Halfway through my degree however, I decided to step out of my comfort zone and leap into uncharted territory: energy and natural resources economics. My second-year coursework ranged from Professor Bill Moomaw’s clean tech and energy policy classes, to development economics and finance. While I was working on my master’s thesis on energy policy in China, I learned about a Global Consulting class that was pairing up a small group of students with different organizations to work on their designated projects. I chose an energy consulting project proposed by Hitachi, and six months into the project I was selected to continue working at Hitachi’s headquarters in Tokyo on renewable energy projects and policy recommendations. This extraordinary opportunity to work on tangible energy projects while furthering my education has unquestionably swayed me into the professional direction that I am pursuing today.

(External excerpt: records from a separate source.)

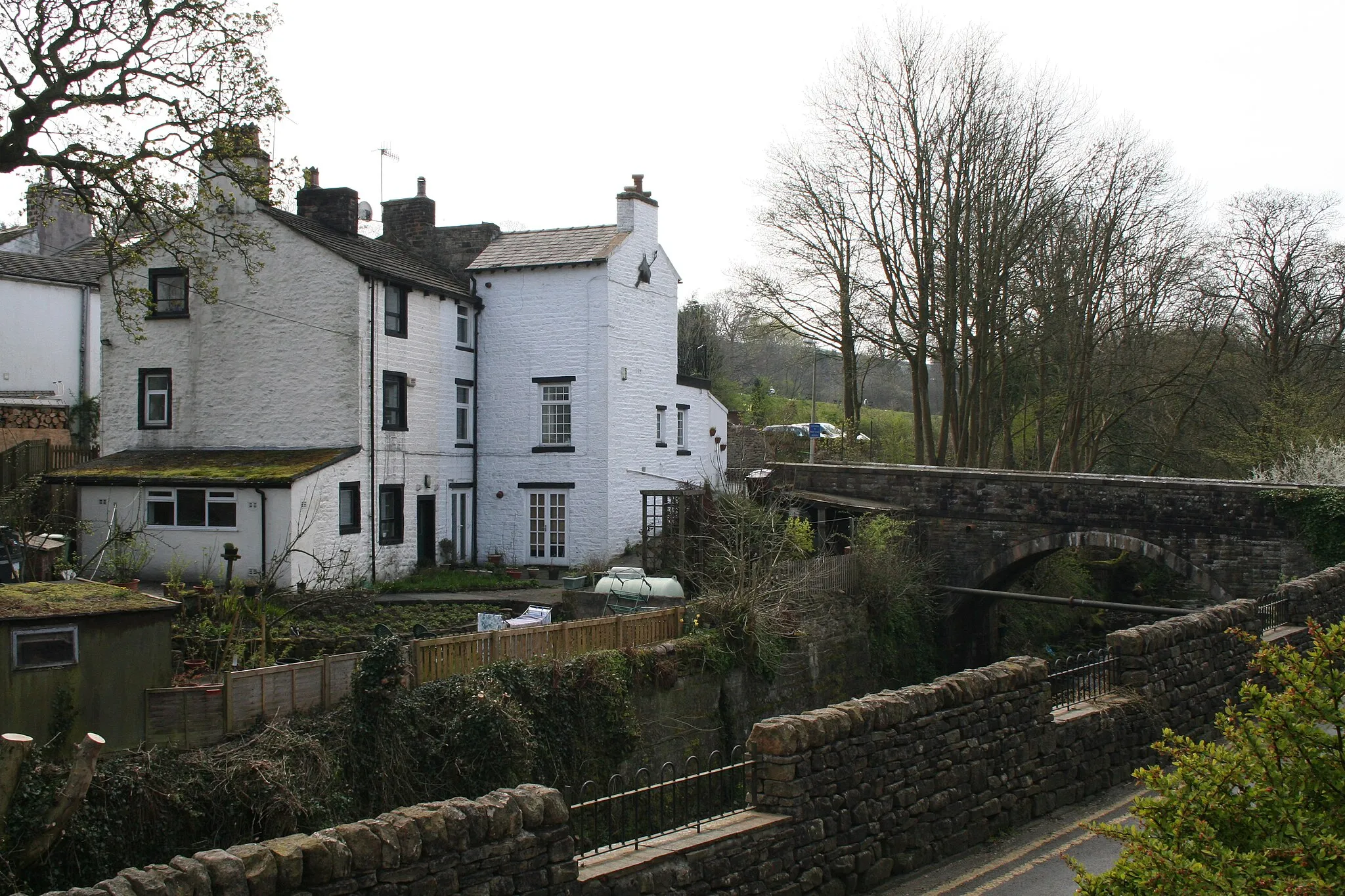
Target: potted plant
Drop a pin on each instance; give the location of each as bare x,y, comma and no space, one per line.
127,557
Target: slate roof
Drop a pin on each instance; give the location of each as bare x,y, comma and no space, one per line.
273,468
81,598
57,269
372,254
540,247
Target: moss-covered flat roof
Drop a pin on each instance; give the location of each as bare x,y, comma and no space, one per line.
275,468
53,599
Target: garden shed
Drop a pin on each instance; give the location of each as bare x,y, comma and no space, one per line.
91,647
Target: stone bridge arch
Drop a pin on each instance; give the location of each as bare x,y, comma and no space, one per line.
1001,568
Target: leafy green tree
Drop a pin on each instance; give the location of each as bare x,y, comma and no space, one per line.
1262,811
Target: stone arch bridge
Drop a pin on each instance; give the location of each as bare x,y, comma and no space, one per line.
1224,536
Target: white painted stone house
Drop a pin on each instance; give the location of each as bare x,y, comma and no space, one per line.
362,406
581,403
49,320
300,417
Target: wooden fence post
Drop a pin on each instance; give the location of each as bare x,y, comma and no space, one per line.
229,700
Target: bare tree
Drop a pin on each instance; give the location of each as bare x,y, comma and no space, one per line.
816,246
121,101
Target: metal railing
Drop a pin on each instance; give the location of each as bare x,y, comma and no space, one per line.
1274,613
659,802
1083,677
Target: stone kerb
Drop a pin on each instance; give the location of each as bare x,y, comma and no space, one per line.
509,842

Five years after my graduation, energy has become central to my professional craft and it blends in seamlessly with the unparalleled interdisciplinary education in international law, finance, and economics that I received at Fletcher. In my work, I assist governments in Sub-Saharan Africa — primarily in Namibia, Mozambique, Rwanda, Kenya, Nigeria, and Lesotho — to enable the development of grid-connected renewable energy projects, to mobilize independent power producers, and to facilitate the formation of competitive electricity markets in their respective countries.

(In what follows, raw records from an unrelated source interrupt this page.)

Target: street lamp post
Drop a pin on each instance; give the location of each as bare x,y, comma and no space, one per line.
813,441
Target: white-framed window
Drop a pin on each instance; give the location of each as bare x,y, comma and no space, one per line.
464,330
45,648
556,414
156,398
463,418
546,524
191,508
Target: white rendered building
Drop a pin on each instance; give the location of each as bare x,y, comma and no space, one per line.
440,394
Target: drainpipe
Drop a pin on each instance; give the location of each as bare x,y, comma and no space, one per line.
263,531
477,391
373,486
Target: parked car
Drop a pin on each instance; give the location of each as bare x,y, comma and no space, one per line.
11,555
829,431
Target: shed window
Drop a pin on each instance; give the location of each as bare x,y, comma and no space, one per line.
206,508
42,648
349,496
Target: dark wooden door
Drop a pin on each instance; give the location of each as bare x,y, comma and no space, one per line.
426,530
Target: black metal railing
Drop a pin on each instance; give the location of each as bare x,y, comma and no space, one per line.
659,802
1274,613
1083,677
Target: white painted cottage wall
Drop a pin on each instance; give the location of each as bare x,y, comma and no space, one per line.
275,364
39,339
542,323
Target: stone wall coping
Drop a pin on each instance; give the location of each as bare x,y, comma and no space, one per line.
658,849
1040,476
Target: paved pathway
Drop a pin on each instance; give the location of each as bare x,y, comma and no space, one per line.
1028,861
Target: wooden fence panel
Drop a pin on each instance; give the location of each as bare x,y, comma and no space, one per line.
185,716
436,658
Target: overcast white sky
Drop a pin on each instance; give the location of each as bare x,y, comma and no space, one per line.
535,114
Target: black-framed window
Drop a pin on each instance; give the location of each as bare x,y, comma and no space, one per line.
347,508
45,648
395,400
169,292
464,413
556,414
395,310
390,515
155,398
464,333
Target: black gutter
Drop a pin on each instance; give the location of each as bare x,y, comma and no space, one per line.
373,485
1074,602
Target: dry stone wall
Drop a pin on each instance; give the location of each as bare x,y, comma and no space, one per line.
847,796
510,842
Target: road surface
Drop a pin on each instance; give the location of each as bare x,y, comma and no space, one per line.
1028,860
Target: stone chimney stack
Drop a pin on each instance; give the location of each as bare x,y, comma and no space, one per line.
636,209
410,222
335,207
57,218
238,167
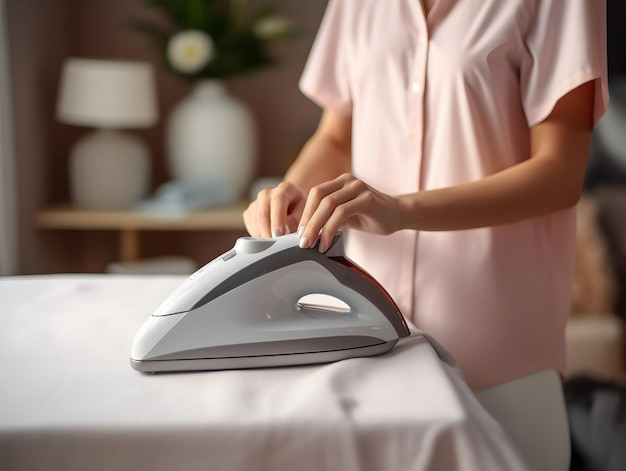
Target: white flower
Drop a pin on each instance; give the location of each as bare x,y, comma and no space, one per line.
272,27
190,50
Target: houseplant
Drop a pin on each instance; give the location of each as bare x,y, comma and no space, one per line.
210,135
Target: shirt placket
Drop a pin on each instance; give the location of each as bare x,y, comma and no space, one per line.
416,95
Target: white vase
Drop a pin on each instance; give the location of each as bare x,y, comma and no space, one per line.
211,137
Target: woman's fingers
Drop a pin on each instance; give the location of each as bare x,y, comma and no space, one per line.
275,211
327,209
346,202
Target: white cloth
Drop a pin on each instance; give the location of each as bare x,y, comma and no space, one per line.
69,398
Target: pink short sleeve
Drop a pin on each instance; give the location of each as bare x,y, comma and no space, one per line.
566,47
325,76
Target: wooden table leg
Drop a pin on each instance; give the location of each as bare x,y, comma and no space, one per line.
129,245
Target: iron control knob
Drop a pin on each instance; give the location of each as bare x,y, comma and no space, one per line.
252,245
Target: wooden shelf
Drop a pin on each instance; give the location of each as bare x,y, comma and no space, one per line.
68,217
129,223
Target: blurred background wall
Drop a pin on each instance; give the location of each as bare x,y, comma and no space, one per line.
42,33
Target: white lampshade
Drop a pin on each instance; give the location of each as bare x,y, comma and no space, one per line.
109,168
107,93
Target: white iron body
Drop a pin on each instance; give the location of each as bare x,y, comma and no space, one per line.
244,310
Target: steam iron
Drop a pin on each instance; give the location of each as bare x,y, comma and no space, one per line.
248,309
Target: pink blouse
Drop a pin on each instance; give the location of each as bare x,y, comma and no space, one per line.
448,99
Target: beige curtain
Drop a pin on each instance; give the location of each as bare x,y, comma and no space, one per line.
8,175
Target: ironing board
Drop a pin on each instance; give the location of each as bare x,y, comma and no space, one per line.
70,400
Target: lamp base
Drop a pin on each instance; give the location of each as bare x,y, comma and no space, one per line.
109,170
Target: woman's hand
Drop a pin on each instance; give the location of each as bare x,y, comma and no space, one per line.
347,202
276,211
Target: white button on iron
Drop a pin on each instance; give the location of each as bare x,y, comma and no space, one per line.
252,245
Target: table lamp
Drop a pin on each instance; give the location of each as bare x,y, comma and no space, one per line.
108,168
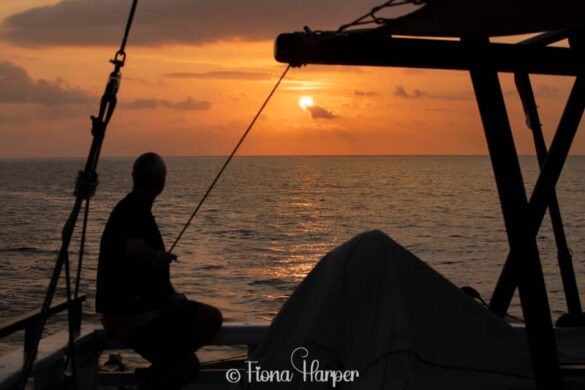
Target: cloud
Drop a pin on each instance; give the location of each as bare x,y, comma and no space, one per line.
321,113
400,91
19,87
222,75
189,104
359,93
101,22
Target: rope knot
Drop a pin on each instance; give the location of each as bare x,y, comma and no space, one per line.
85,185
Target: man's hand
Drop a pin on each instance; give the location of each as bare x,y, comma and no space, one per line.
165,258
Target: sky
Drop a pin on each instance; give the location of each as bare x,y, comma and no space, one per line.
198,70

Today, I’m launching a new feature on the blog: Five-Year Updates. Think of it as a conversation among alumni at their five-year reunion. I started with the class of 2007, though graduates from that year are, in fact, soon approaching their six-year mark. The alumni writers were asked to describe their path, starting before Fletcher, then through the Fletcher years, and finishing with their post-Fletcher lives. The first Update comes from Ben Micheel.
Prior to Fletcher, most of my professional experience was in the private sector at consumer packaged goods companies. Eventually I made my way back over to Berlin, Germany where I had studied as an exchange student when I was an undergrad at the University of Washington. In Berlin I worked as a marketer for Coca-Cola, as an intern for the German Bundestag, and finally (after my acceptance to Fletcher) as a bike tour guide. Many of my American co-workers at the Bundestag were enthusiastically applying to APSIA grad schools, and I was curious to look into what they were so excited about. My undergrad degree is in business, so I didn’t have any interest in going the pure MBA route. Once I discovered the resources available to me at Fletcher, I knew it was my logical next step. So the week before Labor Day in 2005, I moved to Boston (sight unseen – I’m from a suburb of Portland, Oregon) and started my MALD.

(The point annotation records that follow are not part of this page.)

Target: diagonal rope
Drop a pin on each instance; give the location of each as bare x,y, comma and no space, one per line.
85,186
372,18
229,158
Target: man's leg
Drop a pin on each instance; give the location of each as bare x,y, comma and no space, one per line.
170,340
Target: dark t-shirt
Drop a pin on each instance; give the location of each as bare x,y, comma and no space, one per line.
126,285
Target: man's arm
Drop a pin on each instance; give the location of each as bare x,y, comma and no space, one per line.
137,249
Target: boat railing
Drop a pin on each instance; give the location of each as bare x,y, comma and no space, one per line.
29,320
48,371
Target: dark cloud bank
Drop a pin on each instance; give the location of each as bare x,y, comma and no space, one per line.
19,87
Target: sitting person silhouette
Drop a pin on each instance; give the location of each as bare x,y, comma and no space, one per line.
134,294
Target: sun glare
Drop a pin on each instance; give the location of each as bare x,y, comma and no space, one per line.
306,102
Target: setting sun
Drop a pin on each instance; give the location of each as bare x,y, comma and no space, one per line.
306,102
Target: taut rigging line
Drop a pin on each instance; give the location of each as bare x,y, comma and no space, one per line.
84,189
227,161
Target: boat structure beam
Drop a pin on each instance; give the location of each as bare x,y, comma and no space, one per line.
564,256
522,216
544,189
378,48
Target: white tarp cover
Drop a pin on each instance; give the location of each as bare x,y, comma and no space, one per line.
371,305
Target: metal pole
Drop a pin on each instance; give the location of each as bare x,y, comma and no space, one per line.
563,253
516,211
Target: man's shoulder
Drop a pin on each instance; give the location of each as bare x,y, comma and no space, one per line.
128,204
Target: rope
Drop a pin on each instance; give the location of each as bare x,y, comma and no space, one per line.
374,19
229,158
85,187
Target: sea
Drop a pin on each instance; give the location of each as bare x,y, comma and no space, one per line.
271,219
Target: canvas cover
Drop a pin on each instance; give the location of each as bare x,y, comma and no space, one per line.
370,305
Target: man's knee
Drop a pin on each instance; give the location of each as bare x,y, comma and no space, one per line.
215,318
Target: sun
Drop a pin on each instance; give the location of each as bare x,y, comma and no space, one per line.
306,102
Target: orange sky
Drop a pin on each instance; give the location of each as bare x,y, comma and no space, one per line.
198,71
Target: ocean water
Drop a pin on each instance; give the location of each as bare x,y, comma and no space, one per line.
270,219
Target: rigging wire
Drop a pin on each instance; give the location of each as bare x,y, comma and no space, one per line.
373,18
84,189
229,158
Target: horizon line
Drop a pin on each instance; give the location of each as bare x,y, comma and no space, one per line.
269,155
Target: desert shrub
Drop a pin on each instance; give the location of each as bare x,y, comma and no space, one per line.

At Fletcher I focused my studies mostly on economics, although I found time to take some great classes in the Southwest Asia concentration. I also cross registered for a couple of classes at Harvard Business School. Although all the classes were great, the paces that Professor Klein, Professor Simonin, and Professor Schaffner put my brain through proved to be most valuable. I still use the skills I learned every week in my current job. I was equally active outside of class. There are many highlights, but the annual Africana Night step show really stands out.
Directly out of Fletcher, I joined the strategy consulting firm Simon-Kucher & Partners – a terrific place for Fletcher grads to advance their careers in the private sector. I spent four great years there helping Fortune 500 clients improve their strategy, marketing, and pricing initiatives. Eventually I was recruited by Forrester Research (a former client), where I still work today as the Director of Pricing & Packaging. Each day brings something new, and I enjoy working through the puzzles that Fletcher so adroitly equipped me to solve. Also, on the social side of life, the post-Fletcher wedding circuit is the best!